Der Takt des Parlaments bestimmt insbesondere in Sitzungswochen Wierers Arbeitstag: Plenar-, Ausschuss- und Arbeitsgruppen-Sitzungen müssen vorbereitet werden, zu denen er seinen Chef genauso begleitet wie zu Hintergrundgesprächen mit Interessenvertretern. Dazwischen schreibt er Pressemitteilungen, beantwortet Bürgeranfragen oder betreut Besuchergruppen aus dem Wahlkreis. Ein beachtliches Arbeitspensum: Häufig sind es Zehn- bis Zwölf-Stunden-Tage, die Mitarbeiter eines Abgeordnetenbüros absolvieren. Und trotzdem hat Wierer, der als früherer Offizier Wirtschafts- und Organisationswissenschaften an der Universität der Bundeswehr studiert hat, meist nur in den sitzungsfreien Wochen die Chance, Liegengebliebenes aufzuarbeiten.

Wissenschaftlicher Referent und Büroleiter, ein geschickter Netzwerker und noch dazu fit in der Presse- und Öffentlichkeitsarbeitsarbeit - die Tätigkeit in einem Abgeordnetenbüro erfordert echte Alleskönner: "Wir sehen uns als Allrounder", bestätigt Wierer. Wer den Job mache, müsse stets politisch auf dem Laufenden sein: "Ohne den Instinkt, welches Thema für den Abgeordneten wichtig werden könnte, geht es nicht." Genauso elementar: Flexibilität. Sich schnell in Themen einarbeiten oder sich auf neue Menschen und Situationen einstellen zu können, gehöre zu den Grundvoraussetzungen für den Job. "Eigentlich läßt sich kaum etwas planen, jeder Tag ist anders", sagt Wierer.

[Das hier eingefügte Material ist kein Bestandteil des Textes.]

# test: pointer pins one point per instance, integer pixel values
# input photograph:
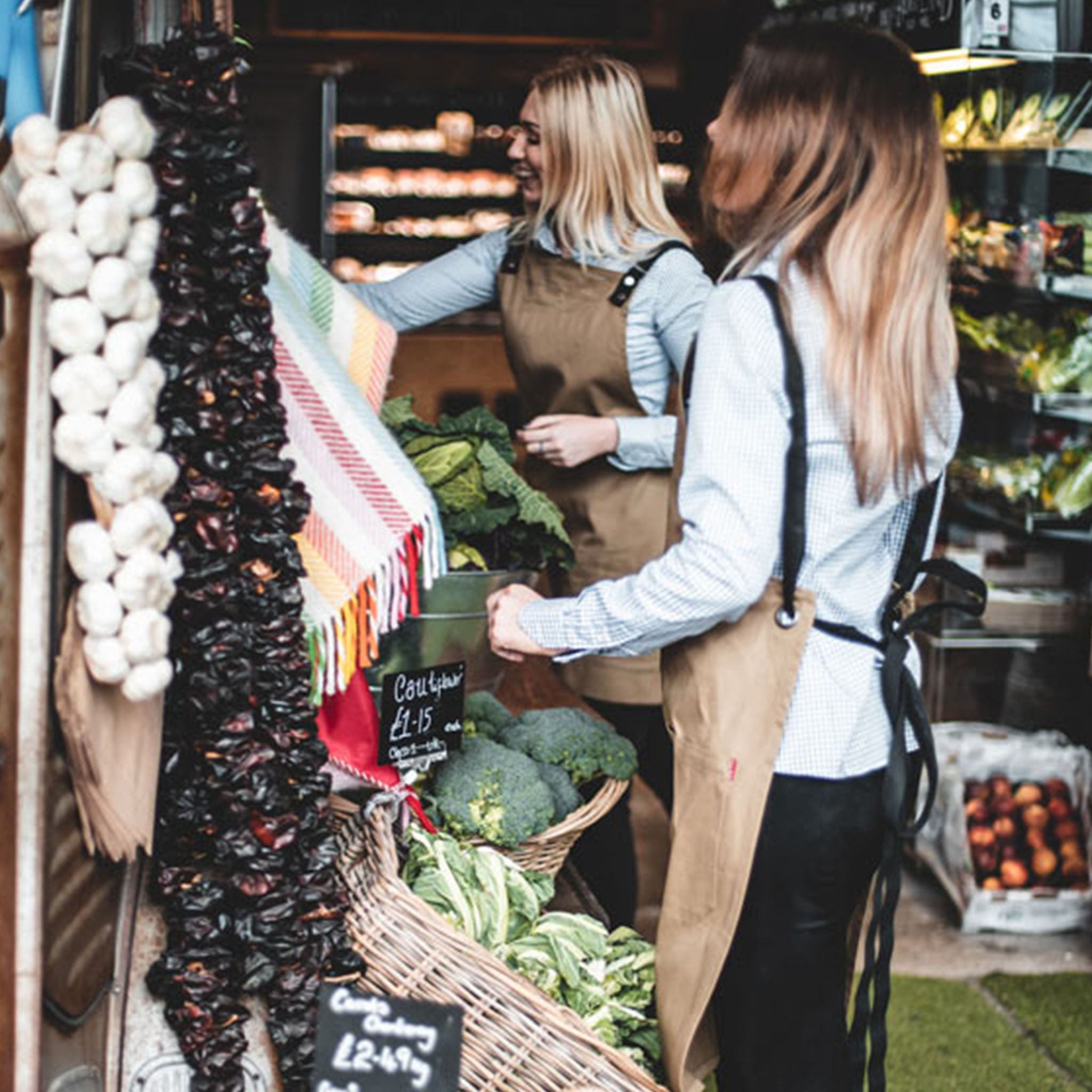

Gerade diese Vielseitigkeit schätzt Martina Hartleib (rechts): Die Sozial- und Wirtschaftshistorikerin ist Mitarbeiterin im Büro des SPD-Abgeordneten Stefan Schwartze, der nach der Wahl im September erstmals in den Bundestag eingezogen ist. Für ihn, den Neuling, ist Hartleib ein Glücksfall: Mit den Mechanismen des Parlamentsbetriebes ist die 42-Jährige bestens vertraut. Seit 13 Jahren arbeitet sie bereits für verschiedene SPD-Abgeordnete und weiß worauf es ankommt: Starke Nerven - und gute Manieren: "Das sagt zwar keiner, weil es so selbst verständlich ist, aber die richtigen Umgangsformen sind das A und O." Es war Otto Schily, der 1997 auf Hartleib aufmerksam wurde und sie in sein Büro holte. Heute ist Schily nicht mehr im Bundestag, Hartleib schon. Eine Seltenheit - in der Regel bleiben Abgeordnetenmitarbeiter nicht so lange wie sie dabei. Kein Wunder, die Arbeit gilt als ‚Traumjob auf Zeit'.

Als Angestellte des Abgeordneten endet das befristete Arbeitsverhältnis, wenn dessen Mandat endet: Das kann alle vier Jahre nach der Wahl sein oder wenn der Abgeordnete sein Mandat vorzeitig zurückgibt. Oft entwickelt sich zwischen dem Abgeordneten und seinen Mitarbeitern ein enges Vertrauensverhältnis. Sie beraten ihn, halten ihm den Rücken frei, schirmen ihn wenn nötig auch nach außen ab. "Wie ein Schutzschild", sagt Wierer.

Der eigene Job ist aber nicht nur aufgrund der Befristung unsicher: Die Verträge der Abgeordnetenmitarbeiter sind sechs Wochen zum Quartalsende kündbar. Und eine überfraktionelle Arbeitnehmervertretung ist erst im Entstehen. Das sind Risiken, mit denen so mancher nicht auf Dauer leben möchte. Martina Hartleib schon. Sie liebt ihren Arbeitsplatz - spannend, abwechslungsreich, flache Hierarchien. "Das ist hier was für Macher!"